2009 NY Slip Op 02316 [60 AD3d 888]
March 24, 2009
Appellate Division, Second Department
Published by New York State Law Reporting Bureau pursuant to Judiciary Law § 431.
As corrected through Wednesday, May 6, 2009


Romana DeLeon, Respondent,
v
Westhab, Inc., Appellant.

[*1] Miranda Sokoloff Sambursky Slone Verveniotis, LLP, Elmsford, N.Y. (Nancy R. Schembri and Michael Longo of counsel), for appellant.

Ronemus & Vilensky, LLP, New York, N.Y. (Robin Mary Heaney of counsel), for respondent.

In an action to recover damages for personal injuries, the defendant appeals from an order of the Supreme Court, Westchester County (Liebowitz, J.), dated May 6, 2008, which denied its motion for summary judgment dismissing the complaint.

Ordered that the order is reversed, on the law, with costs, and the defendant's motion is granted.

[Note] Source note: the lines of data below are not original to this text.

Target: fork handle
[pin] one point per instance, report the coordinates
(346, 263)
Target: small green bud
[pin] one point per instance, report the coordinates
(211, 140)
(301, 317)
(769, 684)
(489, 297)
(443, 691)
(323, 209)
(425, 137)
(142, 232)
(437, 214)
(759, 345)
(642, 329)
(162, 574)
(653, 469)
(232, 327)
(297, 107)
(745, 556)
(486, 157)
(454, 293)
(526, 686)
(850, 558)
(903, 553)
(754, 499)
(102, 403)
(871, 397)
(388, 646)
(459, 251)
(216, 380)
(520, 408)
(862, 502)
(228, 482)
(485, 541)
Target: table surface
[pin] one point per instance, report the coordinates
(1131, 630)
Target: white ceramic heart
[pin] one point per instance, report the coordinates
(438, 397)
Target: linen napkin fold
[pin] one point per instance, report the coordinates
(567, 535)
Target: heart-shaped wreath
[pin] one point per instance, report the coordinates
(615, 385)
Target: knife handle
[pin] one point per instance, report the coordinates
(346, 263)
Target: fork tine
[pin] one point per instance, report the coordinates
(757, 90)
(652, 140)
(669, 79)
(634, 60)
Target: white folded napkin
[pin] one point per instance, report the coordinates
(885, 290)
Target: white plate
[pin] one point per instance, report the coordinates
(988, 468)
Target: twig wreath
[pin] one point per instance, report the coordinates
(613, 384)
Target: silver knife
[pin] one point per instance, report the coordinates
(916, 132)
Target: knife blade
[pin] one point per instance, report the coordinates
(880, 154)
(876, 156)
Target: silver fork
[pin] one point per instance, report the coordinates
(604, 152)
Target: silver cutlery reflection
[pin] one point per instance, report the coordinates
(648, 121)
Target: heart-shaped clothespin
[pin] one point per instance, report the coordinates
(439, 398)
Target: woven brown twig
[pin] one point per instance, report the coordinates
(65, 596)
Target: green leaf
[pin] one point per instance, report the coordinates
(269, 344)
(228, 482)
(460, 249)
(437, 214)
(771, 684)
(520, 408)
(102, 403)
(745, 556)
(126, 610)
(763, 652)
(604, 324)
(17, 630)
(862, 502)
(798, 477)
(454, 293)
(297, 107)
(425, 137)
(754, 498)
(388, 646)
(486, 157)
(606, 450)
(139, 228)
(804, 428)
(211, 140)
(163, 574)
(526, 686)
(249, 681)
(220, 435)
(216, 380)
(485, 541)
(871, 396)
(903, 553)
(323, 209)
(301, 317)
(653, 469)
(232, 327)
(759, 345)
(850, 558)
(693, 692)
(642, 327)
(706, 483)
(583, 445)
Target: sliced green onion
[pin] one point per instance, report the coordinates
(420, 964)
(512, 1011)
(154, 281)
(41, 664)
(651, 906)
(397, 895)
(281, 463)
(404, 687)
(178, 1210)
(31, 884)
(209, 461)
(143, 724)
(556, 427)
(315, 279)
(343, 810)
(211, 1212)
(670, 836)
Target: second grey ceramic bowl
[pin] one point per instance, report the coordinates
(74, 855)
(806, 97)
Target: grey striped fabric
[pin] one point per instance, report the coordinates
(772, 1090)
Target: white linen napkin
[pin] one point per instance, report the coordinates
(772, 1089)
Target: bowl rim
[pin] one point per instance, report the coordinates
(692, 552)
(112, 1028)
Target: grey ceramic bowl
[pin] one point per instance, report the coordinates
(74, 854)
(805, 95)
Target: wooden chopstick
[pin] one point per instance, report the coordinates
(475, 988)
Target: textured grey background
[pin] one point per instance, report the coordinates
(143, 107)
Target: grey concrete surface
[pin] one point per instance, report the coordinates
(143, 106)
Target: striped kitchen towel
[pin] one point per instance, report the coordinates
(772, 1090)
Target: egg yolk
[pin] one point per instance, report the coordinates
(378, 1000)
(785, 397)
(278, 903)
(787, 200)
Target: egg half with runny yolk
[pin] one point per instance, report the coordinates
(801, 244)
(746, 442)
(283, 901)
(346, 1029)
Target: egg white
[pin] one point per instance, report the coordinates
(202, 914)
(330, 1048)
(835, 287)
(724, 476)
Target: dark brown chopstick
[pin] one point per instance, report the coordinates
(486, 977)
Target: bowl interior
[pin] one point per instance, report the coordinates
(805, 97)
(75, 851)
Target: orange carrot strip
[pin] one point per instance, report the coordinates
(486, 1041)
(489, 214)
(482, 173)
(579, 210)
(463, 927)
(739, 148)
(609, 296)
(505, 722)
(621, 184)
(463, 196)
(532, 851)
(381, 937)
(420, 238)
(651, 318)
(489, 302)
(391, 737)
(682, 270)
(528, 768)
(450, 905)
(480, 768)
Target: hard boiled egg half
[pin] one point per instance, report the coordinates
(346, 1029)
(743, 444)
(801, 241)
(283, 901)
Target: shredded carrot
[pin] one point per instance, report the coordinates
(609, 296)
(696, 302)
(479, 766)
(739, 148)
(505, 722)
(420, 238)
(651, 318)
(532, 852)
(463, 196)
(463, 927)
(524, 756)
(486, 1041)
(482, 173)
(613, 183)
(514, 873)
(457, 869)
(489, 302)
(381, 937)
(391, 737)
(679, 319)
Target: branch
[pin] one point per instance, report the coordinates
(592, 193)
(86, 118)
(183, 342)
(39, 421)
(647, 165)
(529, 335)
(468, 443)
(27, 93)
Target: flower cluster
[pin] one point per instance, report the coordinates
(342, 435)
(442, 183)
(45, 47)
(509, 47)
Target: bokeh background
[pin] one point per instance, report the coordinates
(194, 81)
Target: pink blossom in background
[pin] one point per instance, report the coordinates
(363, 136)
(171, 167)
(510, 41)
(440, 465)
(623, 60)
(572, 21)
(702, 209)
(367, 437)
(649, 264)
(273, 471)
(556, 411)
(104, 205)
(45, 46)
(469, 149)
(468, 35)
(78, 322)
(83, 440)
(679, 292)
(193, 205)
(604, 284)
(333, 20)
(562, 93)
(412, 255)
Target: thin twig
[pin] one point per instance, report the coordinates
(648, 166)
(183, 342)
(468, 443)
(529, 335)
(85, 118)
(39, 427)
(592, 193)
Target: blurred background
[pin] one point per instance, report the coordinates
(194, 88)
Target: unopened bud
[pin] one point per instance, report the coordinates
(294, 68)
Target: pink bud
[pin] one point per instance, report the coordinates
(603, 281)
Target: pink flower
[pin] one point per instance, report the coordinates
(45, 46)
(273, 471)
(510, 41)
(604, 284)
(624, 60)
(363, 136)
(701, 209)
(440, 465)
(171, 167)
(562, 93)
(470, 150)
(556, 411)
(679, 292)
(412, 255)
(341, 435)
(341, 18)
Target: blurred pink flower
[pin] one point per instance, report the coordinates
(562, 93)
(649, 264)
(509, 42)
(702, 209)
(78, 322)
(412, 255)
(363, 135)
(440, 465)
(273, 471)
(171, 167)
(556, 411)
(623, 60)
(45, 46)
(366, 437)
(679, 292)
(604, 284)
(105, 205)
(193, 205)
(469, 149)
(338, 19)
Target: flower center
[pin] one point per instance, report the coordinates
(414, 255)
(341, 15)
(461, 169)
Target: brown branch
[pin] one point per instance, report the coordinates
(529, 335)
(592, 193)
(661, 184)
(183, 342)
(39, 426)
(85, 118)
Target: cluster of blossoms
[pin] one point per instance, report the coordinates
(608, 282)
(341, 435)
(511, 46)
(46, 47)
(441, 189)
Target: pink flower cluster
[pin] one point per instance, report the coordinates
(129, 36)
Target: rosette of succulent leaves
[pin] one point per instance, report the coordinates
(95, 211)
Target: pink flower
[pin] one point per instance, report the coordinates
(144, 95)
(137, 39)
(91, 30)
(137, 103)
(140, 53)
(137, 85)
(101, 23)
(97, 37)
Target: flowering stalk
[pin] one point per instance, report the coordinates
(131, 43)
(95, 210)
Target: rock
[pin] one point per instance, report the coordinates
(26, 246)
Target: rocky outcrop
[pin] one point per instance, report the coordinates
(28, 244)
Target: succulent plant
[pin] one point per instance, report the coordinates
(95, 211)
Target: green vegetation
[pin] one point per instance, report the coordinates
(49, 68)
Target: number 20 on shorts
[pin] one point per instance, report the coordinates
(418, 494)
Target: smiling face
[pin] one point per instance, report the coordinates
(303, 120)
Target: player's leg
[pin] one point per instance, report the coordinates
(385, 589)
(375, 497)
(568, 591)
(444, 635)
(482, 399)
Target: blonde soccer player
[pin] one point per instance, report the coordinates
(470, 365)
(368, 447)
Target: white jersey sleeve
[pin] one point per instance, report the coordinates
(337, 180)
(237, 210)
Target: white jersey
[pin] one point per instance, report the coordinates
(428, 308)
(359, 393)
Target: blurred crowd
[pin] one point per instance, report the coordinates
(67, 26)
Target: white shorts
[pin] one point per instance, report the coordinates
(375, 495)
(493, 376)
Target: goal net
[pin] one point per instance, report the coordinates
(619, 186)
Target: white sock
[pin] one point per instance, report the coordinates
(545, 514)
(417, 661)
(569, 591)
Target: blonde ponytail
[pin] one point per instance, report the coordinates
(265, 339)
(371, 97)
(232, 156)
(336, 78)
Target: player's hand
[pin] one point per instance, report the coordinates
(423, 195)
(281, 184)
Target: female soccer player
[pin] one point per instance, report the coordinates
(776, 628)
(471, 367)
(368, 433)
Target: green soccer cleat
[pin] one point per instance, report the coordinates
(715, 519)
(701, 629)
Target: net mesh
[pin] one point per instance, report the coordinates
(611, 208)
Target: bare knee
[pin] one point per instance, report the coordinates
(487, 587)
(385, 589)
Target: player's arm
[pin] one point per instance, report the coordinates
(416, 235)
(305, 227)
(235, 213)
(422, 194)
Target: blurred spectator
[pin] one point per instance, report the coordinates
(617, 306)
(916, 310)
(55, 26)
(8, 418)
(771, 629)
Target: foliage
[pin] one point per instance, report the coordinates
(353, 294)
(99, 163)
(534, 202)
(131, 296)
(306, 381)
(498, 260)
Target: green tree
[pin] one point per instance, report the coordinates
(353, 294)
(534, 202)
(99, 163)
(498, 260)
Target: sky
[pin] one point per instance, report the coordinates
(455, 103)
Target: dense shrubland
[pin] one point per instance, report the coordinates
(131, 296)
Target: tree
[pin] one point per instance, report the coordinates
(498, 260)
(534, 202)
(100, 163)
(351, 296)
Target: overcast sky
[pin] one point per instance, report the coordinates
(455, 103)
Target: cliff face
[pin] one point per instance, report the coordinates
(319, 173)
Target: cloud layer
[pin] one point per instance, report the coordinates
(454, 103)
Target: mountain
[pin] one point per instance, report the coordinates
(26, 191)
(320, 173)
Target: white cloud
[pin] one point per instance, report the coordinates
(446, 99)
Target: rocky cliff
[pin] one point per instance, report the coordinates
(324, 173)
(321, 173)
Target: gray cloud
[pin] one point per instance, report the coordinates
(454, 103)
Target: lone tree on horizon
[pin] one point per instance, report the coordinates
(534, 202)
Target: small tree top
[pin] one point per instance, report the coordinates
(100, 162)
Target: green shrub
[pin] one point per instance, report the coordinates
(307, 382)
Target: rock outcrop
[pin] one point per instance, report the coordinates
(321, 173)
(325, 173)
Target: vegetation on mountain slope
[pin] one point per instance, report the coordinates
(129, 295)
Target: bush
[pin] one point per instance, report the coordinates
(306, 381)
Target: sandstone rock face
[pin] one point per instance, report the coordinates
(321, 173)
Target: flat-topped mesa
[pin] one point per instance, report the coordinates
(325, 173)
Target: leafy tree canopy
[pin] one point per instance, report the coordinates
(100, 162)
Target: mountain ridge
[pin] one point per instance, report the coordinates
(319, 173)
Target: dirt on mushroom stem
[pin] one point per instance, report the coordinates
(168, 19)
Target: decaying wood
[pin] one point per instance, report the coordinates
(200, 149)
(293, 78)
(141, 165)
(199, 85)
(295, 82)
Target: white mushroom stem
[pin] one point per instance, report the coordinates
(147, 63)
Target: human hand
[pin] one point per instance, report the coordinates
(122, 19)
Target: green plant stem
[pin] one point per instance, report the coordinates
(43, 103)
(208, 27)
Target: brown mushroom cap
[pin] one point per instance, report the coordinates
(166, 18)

A defendant who moves for summary judgment in a slip-and-fall action has the initial burden of demonstrating that it neither created the hazardous condition nor had actual or constructive notice of its existence for a sufficient length of time to discover and remedy it (see Sloane v Costco Wholesale Corp., 49 AD3d 522 [2008]; Frazier v City of New York, 47 AD3d 757, 758 [2008]). Here, the defendant met this burden by submitting evidence that the alleged hazardous condition on the subject stairs had not been created by its employees, and that it had neither actual nor constructive notice of it (see Costello v Zaidman, 58 AD3d 593 [2009]; Cunningham v Bay Shore Middle School, 55 AD3d 778, 779 [2008]). In opposition, the plaintiff failed to raise a triable issue of fact. Accordingly, the defendant's motion for summary judgment should have been granted. Prudenti, P.J., Skelos, Dillon and Eng, JJ., concur.